Indiana Code 22-3-2-13 governs an employer/carrier’s right to reimbursement of workers’ compensation benefits paid to an employee from the proceeds of any settlement or judgment resulting from a third-party action. Under the statute, the employer/carrier has a lien on those proceeds. In addition, the statute provides that when an employee settles with a third party, the employer/carrier’s obligation to pay future compensation benefits is terminated. Because the statute provides that the employer/carrier has a lien, there are no steps required in order to perfect a lien. However, good practice dictates notifying all counsel involved in a third-party action concerning the amount of workers’ compensation benefits and contact information for the individual responsible for negotiating a lien.

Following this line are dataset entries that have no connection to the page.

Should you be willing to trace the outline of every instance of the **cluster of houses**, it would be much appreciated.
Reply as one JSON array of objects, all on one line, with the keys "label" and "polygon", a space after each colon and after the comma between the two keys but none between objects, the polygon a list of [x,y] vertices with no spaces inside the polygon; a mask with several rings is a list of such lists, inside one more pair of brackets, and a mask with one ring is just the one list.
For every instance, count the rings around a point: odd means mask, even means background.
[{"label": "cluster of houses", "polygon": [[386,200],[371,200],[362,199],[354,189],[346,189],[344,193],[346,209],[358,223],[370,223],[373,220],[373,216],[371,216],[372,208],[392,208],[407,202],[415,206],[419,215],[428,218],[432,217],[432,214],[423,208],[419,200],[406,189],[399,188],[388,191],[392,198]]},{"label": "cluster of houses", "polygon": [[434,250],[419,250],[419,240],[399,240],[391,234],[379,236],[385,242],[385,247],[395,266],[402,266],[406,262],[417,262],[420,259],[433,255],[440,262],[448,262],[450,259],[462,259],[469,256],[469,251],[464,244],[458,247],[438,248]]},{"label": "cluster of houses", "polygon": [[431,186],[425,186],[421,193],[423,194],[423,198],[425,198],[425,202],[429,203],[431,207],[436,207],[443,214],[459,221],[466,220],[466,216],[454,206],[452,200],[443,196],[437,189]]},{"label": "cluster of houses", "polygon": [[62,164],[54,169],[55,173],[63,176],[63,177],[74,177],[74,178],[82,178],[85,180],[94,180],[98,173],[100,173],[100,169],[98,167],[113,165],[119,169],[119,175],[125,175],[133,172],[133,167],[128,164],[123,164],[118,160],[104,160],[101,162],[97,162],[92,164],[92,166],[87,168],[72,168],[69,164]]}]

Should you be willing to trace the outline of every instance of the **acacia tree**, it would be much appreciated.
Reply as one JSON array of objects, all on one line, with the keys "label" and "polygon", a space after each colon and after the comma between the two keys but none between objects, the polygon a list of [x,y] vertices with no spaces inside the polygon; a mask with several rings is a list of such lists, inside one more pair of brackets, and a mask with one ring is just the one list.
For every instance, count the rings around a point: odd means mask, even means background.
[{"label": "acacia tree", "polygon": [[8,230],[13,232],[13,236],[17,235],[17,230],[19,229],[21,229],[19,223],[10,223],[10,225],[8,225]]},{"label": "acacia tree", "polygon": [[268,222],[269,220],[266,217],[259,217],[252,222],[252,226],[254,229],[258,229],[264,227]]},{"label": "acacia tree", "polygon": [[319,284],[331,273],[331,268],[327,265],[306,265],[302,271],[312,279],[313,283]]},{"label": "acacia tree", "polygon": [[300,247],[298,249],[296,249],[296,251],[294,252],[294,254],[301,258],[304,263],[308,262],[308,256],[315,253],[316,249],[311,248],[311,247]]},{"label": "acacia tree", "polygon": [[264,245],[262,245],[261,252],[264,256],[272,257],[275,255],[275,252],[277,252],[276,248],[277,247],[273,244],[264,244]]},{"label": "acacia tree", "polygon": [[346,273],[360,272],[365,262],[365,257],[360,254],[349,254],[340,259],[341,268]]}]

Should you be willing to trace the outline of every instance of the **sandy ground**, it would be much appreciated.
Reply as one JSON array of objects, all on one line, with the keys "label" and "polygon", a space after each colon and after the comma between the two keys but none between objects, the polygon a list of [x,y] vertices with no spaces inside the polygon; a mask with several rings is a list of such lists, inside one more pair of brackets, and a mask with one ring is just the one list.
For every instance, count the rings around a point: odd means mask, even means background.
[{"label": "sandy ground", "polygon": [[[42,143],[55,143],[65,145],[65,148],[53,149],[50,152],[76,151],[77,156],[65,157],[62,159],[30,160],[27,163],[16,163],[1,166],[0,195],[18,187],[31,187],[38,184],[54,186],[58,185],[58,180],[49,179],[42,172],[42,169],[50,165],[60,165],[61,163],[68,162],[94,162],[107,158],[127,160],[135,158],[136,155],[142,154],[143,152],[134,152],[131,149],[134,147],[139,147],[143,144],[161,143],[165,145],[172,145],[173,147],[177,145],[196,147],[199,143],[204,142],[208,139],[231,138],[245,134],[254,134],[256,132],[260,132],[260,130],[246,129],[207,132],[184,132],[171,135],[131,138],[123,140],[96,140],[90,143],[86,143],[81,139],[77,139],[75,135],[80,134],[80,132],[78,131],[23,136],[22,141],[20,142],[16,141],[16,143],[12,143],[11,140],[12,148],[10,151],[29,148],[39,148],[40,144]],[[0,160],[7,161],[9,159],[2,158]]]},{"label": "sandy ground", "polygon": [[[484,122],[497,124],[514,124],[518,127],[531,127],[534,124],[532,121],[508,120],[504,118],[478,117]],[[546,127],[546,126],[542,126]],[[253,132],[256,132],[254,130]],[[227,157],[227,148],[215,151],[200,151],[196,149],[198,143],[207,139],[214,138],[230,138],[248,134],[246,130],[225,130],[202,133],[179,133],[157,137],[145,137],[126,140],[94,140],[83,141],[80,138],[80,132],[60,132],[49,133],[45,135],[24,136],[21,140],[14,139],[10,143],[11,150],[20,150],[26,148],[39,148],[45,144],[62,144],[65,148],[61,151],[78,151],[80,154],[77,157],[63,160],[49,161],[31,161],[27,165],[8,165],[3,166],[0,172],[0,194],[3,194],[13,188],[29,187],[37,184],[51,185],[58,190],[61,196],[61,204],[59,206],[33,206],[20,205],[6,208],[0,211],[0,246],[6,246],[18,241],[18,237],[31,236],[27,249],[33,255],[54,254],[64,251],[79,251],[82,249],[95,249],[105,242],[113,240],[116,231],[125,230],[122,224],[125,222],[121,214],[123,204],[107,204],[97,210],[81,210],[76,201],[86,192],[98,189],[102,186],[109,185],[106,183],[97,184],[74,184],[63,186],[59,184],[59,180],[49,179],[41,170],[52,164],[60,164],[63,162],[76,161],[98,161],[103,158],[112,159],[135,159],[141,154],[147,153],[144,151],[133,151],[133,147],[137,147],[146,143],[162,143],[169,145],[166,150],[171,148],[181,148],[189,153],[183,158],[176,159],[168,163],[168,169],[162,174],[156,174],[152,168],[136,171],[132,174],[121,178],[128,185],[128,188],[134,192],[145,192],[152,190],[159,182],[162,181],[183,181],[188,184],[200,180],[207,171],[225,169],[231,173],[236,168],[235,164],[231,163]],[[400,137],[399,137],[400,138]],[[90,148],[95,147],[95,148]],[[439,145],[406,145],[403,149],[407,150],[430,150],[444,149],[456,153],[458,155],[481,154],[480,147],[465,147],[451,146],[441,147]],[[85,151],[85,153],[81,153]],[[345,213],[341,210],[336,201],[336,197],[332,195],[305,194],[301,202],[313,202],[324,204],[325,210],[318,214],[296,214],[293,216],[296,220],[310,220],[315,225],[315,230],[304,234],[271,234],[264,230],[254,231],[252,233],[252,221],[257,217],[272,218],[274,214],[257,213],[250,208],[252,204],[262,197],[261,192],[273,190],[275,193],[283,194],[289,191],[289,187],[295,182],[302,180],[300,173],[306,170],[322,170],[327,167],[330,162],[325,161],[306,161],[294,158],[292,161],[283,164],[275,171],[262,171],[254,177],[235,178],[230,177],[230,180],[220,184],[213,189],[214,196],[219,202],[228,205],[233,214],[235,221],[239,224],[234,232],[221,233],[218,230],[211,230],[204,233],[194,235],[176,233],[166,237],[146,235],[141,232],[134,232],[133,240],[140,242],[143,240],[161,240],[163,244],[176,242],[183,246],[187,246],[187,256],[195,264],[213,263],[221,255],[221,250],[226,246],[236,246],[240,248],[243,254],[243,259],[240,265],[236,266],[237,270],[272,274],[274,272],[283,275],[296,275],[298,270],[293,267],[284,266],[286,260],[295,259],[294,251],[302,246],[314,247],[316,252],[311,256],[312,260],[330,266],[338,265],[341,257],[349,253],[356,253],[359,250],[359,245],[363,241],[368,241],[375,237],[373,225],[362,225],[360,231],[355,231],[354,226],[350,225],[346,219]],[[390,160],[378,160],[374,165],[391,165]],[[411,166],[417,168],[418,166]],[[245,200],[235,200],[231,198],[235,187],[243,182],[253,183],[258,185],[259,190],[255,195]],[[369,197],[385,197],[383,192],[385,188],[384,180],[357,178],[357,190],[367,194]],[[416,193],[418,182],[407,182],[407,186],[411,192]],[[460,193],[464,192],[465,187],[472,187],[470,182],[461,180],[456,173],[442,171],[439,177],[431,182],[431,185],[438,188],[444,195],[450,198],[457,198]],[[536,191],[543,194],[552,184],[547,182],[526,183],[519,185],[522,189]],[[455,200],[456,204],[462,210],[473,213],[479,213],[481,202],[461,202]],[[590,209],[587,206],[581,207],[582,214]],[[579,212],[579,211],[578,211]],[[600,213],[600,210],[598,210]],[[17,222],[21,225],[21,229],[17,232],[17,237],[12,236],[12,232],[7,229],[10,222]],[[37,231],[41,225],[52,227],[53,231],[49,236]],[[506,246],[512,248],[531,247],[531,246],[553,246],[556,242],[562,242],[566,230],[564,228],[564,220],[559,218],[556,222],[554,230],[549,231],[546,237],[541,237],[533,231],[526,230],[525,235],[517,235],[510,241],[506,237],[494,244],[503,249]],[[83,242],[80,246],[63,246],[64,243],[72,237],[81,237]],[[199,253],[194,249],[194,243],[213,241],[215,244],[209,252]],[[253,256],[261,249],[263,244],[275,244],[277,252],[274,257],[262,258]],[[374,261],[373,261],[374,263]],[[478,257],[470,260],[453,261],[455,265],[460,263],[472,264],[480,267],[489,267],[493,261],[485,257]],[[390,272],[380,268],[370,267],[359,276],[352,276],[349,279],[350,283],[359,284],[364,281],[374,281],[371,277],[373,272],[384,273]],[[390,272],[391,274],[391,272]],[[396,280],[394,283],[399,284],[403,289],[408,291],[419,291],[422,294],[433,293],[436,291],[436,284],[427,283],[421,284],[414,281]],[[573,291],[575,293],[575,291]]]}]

When an employer/carrier pays out statutory benefits, including medical and TTD benefits, those amounts are recoverable from a judgment or settlement obtained by the employee against a third party. The employer/carrier’s lien, however, will be reduced by one-fourth for the attorney fees if recovered without suit and by one-third if recovered with suit. In addition, the employer/carrier shall pay the pro rata share of costs associated with the employee bringing the suit. This would include deposition fees, witness fees (i.e., experts), filing fees and so forth. If the employer/carrier elects to waive its right to recover on its lien, then it is not responsible for sharing in the cost of bringing the action. Likewise, any recovery on the lien can also be reduced by the comparative fault of the employee, which would reduce his ultimate recovery against the third party. See I.C. 34-51-2-19.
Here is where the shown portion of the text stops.